Mis en ligne le lundi 29 septembre 2014


Cour de cassation, 7 avril 2014, n° S.13.0080.N

TERRA LABORIS ASBL

Dans un très bref arrêt du 7 avril 2014, la Cour de cassation a rappelé que l’action en répétition d’une somme indûment payée à l’O.N.S.S. est une action en matière sociale au sens de la loi du 5 mai 1865 relative au prêt à l’intérêt.

Rétroactes

La Cour de cassation est saisie d’un pourvoi contre un arrêt rendu le 14 décembre 2012 par la Cour du travail d’Anvers.

Cet arrêt a statué sur le taux d’intérêt applicable à l’action en répétition de cotisations de sécurité sociale indues.

Il a considéré qu’il s’agit d’une action en matière sociale au sens de l’article 2, § 3 de la loi du 5 mai 1865 relative au prêt à l’intérêt.

La décision de la Cour

La Cour rappelle en deux attendus que, lorsque l’O.N.S.S. a perçu des cotisations de sécurité sociale indues, l’action en répétition relative à cet indu est une action en matière sociale au sens de l’article 2, § 3 de la loi du 5 mai 1865 relative au prêt à l’intérêt, et ce dans sa version postérieure à sa modification par la loi-programme du 8 juin 2008.

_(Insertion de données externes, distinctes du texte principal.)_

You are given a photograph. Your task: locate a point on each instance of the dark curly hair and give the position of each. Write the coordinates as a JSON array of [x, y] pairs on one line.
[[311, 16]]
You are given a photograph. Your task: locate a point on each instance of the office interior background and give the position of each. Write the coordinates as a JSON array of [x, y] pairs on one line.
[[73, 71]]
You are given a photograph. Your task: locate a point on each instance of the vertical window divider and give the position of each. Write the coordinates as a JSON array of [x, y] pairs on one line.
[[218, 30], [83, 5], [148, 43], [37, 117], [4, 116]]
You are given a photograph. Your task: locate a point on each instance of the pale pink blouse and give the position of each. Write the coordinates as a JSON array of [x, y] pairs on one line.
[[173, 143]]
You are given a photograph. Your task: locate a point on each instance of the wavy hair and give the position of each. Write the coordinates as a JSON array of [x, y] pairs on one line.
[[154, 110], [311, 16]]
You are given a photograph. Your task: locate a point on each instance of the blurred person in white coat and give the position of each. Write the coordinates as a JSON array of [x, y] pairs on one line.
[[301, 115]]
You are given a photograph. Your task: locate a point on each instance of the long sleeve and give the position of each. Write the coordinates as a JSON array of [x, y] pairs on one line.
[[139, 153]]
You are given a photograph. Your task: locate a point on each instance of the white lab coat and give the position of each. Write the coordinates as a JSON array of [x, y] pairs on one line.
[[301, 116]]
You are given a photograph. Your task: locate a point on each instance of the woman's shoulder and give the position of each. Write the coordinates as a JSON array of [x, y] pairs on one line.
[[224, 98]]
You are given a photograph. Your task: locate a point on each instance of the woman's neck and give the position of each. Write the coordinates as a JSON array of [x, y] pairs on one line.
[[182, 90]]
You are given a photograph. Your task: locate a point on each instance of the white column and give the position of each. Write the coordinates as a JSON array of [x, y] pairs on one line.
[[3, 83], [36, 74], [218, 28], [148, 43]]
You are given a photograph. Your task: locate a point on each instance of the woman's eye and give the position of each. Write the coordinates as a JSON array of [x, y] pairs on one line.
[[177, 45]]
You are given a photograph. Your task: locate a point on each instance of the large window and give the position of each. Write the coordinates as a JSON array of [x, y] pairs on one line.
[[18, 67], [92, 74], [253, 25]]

Elle rejette dès lors le moyen qui avait soutenu que la disposition correspondante (article 2, § 3) n’est pas applicable à une telle action.

Intérêt de la décision

Cet arrêt de la Cour de cassation est l’occasion de rappeler le mécanisme de la loi du 5 mai 1865 relative au prêt à l’intérêt.

Celle-ci considère qu’en cas d’intérêt conventionnel, celui-ci sera déterminé librement par les parties contractantes (article 2). Elle fixe, cependant, des taux spécifiques qui sont des taux d’intérêt légal, pour la matière civile et la matière commerciale d’une part, et pour la matière fiscale et la matière sociale d’autre part.

Le taux de l’intérêt légal en matière civile et commerciale est fixé, actuellement, par la moyenne du taux d’intérêt Euribor à un an pendant le mois de décembre de l’année précédente (cette moyenne étant arrondie vers le haut au quart de pourcent). Le taux d’intérêt ainsi obtenu est augmenté de 2%.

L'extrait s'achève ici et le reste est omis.